Loading Events
Ursula Buchan publicity photo

Ursula Buchan: Did we really Dig for Victory?

17th October 2020, 2:00 pm-3:00 pm
Zoom Webinar

Ursula Buchan is an award-winning author and journalist, writing mainly about gardening and social history. These two preoccupations come together in ‘A Green and Pleasant Land: How England’s Gardeners Fought the Second World War’, published by Hutchinson in 2013. Drawing on the research for that book she will address the question: ‘Did we really Dig for Victory?’. Her talk  on her grandfather, the novelist John Buchan, was a highlight of our 2019 festival.

 

This session is presented in association with the The Friends of Castle Parks, Berwick upon Tweed

Click on www.facebook.com/castleparksberwick for more information

After reading Modern History at Cambridge Ursula trained in horticulture at Kew and Wisley. She is a profic author. All of her books have been well received, in particular The English Garden, which was published in November, 2006, was a great critical success.

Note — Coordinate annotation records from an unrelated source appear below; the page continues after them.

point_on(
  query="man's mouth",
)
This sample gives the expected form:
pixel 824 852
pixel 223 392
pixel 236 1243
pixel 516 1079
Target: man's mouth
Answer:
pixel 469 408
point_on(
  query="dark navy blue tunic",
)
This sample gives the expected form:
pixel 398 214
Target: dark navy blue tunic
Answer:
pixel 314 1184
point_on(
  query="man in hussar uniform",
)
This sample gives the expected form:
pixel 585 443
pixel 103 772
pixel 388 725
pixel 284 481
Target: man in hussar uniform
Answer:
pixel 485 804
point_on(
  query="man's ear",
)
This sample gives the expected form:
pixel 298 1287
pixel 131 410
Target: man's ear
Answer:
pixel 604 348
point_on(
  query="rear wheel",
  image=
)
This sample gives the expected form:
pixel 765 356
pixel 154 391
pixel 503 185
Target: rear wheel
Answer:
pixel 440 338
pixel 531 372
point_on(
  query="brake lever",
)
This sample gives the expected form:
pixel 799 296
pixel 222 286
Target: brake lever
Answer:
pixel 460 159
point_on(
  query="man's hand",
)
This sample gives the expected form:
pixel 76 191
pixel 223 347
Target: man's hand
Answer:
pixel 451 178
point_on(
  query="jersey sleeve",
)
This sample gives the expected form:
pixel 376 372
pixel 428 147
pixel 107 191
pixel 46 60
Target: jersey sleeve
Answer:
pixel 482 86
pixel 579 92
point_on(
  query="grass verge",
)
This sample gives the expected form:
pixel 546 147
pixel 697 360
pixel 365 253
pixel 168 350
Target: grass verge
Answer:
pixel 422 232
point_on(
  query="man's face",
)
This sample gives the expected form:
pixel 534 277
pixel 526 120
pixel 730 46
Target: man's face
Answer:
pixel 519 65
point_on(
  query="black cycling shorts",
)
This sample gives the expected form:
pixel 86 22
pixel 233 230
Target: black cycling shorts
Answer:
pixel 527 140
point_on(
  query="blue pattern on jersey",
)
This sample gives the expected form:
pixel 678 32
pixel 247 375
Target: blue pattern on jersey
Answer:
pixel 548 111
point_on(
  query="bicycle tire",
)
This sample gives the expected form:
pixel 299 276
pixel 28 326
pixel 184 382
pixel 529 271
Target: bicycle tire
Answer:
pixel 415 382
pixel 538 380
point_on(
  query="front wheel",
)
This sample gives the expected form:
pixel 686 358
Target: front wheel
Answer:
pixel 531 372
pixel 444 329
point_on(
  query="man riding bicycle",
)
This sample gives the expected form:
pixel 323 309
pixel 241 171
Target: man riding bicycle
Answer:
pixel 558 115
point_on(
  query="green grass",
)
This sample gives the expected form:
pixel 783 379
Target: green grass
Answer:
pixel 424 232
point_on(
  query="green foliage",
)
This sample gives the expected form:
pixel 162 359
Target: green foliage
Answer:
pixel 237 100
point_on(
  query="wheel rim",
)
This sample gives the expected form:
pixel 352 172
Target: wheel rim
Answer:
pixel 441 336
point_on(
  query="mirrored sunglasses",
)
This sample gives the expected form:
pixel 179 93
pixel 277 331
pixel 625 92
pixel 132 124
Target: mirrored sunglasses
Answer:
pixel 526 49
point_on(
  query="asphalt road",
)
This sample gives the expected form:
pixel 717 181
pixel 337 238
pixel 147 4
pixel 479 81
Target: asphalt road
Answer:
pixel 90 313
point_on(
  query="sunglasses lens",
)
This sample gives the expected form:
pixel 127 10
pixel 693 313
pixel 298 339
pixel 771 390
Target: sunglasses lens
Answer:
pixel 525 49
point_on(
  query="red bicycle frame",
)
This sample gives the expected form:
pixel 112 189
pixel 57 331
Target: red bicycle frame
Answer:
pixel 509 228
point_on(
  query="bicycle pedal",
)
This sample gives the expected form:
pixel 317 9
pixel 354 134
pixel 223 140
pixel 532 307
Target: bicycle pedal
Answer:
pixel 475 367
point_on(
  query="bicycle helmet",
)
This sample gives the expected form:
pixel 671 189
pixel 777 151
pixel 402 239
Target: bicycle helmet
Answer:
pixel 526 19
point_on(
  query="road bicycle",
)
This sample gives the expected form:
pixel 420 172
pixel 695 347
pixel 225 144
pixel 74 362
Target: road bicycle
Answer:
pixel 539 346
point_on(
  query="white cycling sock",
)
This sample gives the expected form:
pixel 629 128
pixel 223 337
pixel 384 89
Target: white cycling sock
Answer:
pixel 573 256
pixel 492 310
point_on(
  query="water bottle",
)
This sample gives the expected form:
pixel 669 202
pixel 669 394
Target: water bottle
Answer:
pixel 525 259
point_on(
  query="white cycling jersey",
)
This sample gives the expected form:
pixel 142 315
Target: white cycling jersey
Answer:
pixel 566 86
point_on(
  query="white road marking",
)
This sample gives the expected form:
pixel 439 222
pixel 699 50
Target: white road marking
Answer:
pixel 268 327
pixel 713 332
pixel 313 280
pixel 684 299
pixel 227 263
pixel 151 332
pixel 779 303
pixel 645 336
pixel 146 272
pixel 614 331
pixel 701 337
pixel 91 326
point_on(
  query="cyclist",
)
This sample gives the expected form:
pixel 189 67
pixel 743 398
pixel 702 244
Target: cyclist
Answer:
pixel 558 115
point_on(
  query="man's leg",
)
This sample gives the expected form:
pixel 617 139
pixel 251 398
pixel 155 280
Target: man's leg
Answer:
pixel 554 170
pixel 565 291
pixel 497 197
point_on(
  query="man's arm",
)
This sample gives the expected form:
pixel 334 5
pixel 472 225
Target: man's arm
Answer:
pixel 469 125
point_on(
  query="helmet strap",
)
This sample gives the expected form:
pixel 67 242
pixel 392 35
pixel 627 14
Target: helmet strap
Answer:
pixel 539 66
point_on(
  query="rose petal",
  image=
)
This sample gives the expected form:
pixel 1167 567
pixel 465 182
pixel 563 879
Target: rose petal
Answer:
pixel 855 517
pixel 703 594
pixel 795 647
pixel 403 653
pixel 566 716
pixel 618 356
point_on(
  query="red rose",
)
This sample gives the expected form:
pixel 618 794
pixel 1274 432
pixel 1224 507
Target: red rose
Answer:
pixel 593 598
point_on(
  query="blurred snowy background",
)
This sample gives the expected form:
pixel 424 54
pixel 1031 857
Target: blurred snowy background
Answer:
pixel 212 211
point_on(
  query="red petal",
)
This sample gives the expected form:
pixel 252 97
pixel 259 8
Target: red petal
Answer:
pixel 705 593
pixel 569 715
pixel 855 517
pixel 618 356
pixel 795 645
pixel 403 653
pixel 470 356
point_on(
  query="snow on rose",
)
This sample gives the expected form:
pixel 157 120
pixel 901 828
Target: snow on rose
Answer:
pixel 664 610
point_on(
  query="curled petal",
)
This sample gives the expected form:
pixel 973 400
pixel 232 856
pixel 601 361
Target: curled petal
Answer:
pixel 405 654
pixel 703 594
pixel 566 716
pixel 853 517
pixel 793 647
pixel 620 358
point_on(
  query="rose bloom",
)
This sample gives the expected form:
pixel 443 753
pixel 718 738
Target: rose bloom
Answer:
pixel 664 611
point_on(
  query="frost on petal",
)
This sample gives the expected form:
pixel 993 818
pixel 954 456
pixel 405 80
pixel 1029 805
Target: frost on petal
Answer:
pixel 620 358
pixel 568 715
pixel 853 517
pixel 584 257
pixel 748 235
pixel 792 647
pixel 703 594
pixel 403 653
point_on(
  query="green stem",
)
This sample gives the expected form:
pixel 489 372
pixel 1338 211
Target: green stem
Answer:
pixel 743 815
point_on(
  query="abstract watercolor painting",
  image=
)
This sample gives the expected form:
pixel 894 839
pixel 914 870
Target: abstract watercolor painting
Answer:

An updated version was published in 2017. Garden People -Valerie Finnis and the Golden Age of Gardening (Thames and Hudson 2007) won the Enthusiasts’ Book of the Year from the Garden Media Guild, and she has also won awards for her journalism. In 1987 she presented Village Show, a two six-part Channel 4 series of gardening programmes. In 2007, she was closely involved with planning and laying out a garden at the Chelsea Flower Show (‘The Transit of Venus’) for her old college, New Hall, now Murray Edwards College, Cambridge. The garden was popular with both critics and the public. Her first book of social history is A Green and Pleasant Land: How Britain’s Gardeners Fought the Second World War, was published by Hutchinson in 2013. Beyond the Thirty-Nine Steps, a biography of her grandfather, the novelist John Buchan, was published by Bloomsbury in 2019.